Opposites can solve nuclear waste problems working together

Allison Macfarlane

Lake Barrett
In these challenging times of ever-increasing political polarization and strong differing personal opinions, there is hope that diverse points of view can converge to create solutions for difficult problems if we remain focused on the common good.
For us, the common interest is a solution for the broken U.S. program to dispose of the growing inventory of spent nuclear fuel and high-level radioactive waste from commercial nuclear energy. We strongly believe this is critical to support and enable our projected continuation and expansion of safe, reliable, clean, affordable nuclear power to support the needs of our rapidly evolving national and global societies.
The U.S. needs a new approach, because federal agencies like the Department of Energy, which are constrained by two-, four-, and six-year federal election cycles, have been unable, for more than 43 years, to perform the primary Nuclear Waste Policy Act (NWPA) mandate to establish a geologic repository.
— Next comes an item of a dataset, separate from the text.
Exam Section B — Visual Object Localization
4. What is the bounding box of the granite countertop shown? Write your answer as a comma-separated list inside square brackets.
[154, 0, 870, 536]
The solution is to move the responsibility for nuclear waste away from constrained federal agencies and into the hands of those who understand it best: the nuclear industry. We suggest “NuCorp,” a nuclear corporation—an independent corporation established by reactor owners and enacted by new legislation.
We arrived at this conclusion after bringing together differing viewpoints and working together toward a greater common good to create and implement nuclear waste solutions. Although there is hard work ahead, we believe we are an example of how we can achieve solutions to difficult problems if we take the time to listen to each other and work together to find mutually acceptable answers.
We come from different perspectives. One of the authors of this commentary (Lake Barrett) is a Republican engineer who spent decades working as a civil servant within the DOE to implement the NWPA within the constraints of the federal system. Barrett reported to five different energy secretaries in three different presidential administrations. He led the scientific evaluation of the suitability of the statutorily designated Yucca Mountain geologic repository site.
The other author (Allison Macfarlane) is a Democrat and a geologist who spent decades critiquing the technical and policy merits of the Yucca Mountain site. Macfarlane served on the Blue Ribbon Commission for America’s Nuclear Future and was appointed by President Obama to chair the Nuclear Regulatory Commission.
Congress has not provided funding for work on the Yucca Mountain site for the past 16 years and is unlikely to move forward in the foreseeable future. As a result, there is currently no U.S. geologic disposal program—the heart of the NWPA. This inability of the DOE to perform its basic duty violates our long-shared understanding: the U.S. needs to safely dispose of its nuclear waste in a mined geologic repository, and we, the generation that benefited from the production of the electricity that resulted in this waste, are responsible for finding a solution.
To solve this conundrum, we gathered a bipartisan group of nuclear waste experts from among the nuclear industry; federal government; public interest groups; academia; and state, local, and tribal governments. The result we agreed to is The Path Forward for Nuclear Waste in the U.S.: A Bipartisan Solution to the Nuclear Waste Problem (sppga.cms.arts.ubc.ca/wp-content/uploads/sites/5/2026/01/Path-Forward.2026.pdf).
Our report recommends that NuCorp be established for the public benefit and be governed by a corporate board of directors. It would be responsible for the management, transportation, storage, and disposal of commercial spent nuclear fuel.
NuCorp would be authorized to enter into contracts with new waste generators—any new reactors built in the U.S.—and would be required to dispose of federally owned high-level waste and spent fuel if there is a mutually agreeable contract.
To provide oversight, the law would require the establishment of an independent advisory committee containing a broad range of expertise and interests that periodically reports to Congress, the public, and NuCorp. Of course, all nuclear facilities operated by NuCorp would need to be licensed by the Nuclear Regulatory Commission.
To fund NuCorp, new legislation would allow for interest from the existing Nuclear Waste Fund (currently about $50 billion) to be made available to NuCorp, and the corpus of the fund would be transferred to an escrow account until needed. Once NuCorp is up and running, it would have to provide Congress with a mission plan, updated biannually, describing how it would develop a repository, including cost and schedule estimates.
NuCorp would be allowed to develop a limited-volume centralized storage facility as a bridge to final disposal, which would provide temporary storage of spent fuel to allow permanently shut-down reactors to repurpose their sites. Repository and storage facility siting would proceed in a collaborative manner, and voluntary hosting agreements with the identified state and local or tribal government would be required to proceed.
With the potential dawn of a new nuclear era, our nation needs a new strategy for disposing of our nuclear waste—one that will achieve success. Other countries have found success in the NuCorp model, and two are actively constructing their repositories. It’s time to try this new approach in the U.S. We can do this.
Lake Barrett is a retired DOE executive and ran the DOE’s Office of Civilian Radioactive Waste Management. Allison Macfarlane is director of and professor in the School of Public Policy and Global Affairs at the University of British Columbia.